M&E companies need to take a four-step, risk-based approach to cybersecurity:
- Prioritize: Identify and prioritize the assets that matter most to the organization.
- Plan: Improve processes to plan, protect, detect and respond to cyber threats.
- Protect: Consider the impact of security breaches that third parties present and develop a supplemental plan addressing these potential gaps.
- Preserve: Develop a continuous improvement plan that enables management of constant change efficiently and effectively.
6. There’s a battle on for the best content
The rapid proliferation of video distribution platforms and a corresponding uplift in engagement metrics, subscription fees, advertising revenue — or a combination — has created an intense competitive landscape for developing and acquiring the best content.

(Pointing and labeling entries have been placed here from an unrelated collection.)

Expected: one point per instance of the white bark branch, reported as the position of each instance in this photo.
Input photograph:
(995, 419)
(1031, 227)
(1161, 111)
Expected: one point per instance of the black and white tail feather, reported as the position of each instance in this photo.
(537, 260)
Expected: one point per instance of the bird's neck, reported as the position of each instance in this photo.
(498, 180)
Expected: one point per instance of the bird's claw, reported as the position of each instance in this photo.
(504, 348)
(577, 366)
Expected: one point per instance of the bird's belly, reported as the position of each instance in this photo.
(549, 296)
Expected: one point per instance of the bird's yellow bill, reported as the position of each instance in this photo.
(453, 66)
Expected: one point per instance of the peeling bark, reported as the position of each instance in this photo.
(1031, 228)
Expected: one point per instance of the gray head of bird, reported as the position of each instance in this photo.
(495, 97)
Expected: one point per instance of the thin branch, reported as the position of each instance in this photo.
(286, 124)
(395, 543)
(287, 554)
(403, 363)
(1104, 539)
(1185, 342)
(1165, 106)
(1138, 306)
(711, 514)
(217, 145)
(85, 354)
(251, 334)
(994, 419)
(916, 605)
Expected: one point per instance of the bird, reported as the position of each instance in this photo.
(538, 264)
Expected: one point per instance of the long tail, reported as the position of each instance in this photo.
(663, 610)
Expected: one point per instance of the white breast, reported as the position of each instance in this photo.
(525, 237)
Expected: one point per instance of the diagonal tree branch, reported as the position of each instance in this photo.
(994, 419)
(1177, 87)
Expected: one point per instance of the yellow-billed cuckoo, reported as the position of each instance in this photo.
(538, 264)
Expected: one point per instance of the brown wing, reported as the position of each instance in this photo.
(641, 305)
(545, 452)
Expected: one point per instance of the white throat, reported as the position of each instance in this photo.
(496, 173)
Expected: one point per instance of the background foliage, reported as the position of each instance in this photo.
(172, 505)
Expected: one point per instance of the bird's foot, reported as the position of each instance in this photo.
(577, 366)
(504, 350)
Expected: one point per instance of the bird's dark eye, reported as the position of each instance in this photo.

With so much content available across many distribution alternatives, M&E companies need to think of innovative strategies to enable consumers to find compelling programs to watch. We expect AI and machine learning technologies to be leveraged by M&E companies to dissect viewing patterns from multiple perspectives to build personalized recommendations into consumers’ digital interaction. Also, the importance of network collaboration with distribution “frenemies” will increase, curating content relevant to specific platforms.
7. Both horizontal and vertical scale are key
The rise of global social, video, advertising and e-commerce giants — with their user bases measuring in billions, tremendous financial resources, market-leading growth rates and appetite for risk — is creating a new competitive reality. This “winner takes all” backdrop is powering a strong sense of urgency across the M&E sector to respond strategically.
M&E leaders view inorganic action as the fastest way to gain heft, increase share, rationalize the marketplace, quickly add new capabilities, reshape existing asset portfolios and futureproof their business models. According to EY research, the top rationales for M&A in the sector are “enhancing product and service portfolios” and “gaining market share,” indicating strategic imperatives of scale and scope.
8. The marketplace is accelerating
As new technologies accelerate how supply and demand intersect in all industries, the dynamics of M&E marketplaces — for both consumers and advertisers — are becoming “superfluid,” placing new pressures on all parts of the ecosystem to move more quickly.
The dynamics of programmatic transactions are now expanding to other aspects of the business, which increasingly embrace data and automation. As digital dynamics are increasingly infused into all media (even traditional), the opportunities to accelerate superfluidity will continue to grow.
9. Technology is reinventing the tax model
US tax reform represents the biggest change in taxation in more than 30 years. Multinational M&E companies must respond to its wide-ranging implications. Yet tax reform is really an inflection point in what has become a much wider conversation about the future of the tax function. In the year ahead, companies and tax executives will need to explore how they engage with regulators and how they manage reporting to take advantage of new technologies.
10. International operations are key
Globalization is critical to M&E companies looking to build scale, open new markets and remain competitive. Although we see the rise of economic nationalism and the prospect of higher trade barriers, at the same time, a suite of enabling digital technologies is rendering borders less relevant. Today’s M&E companies must be more open than ever to the opportunities of growing their international operations.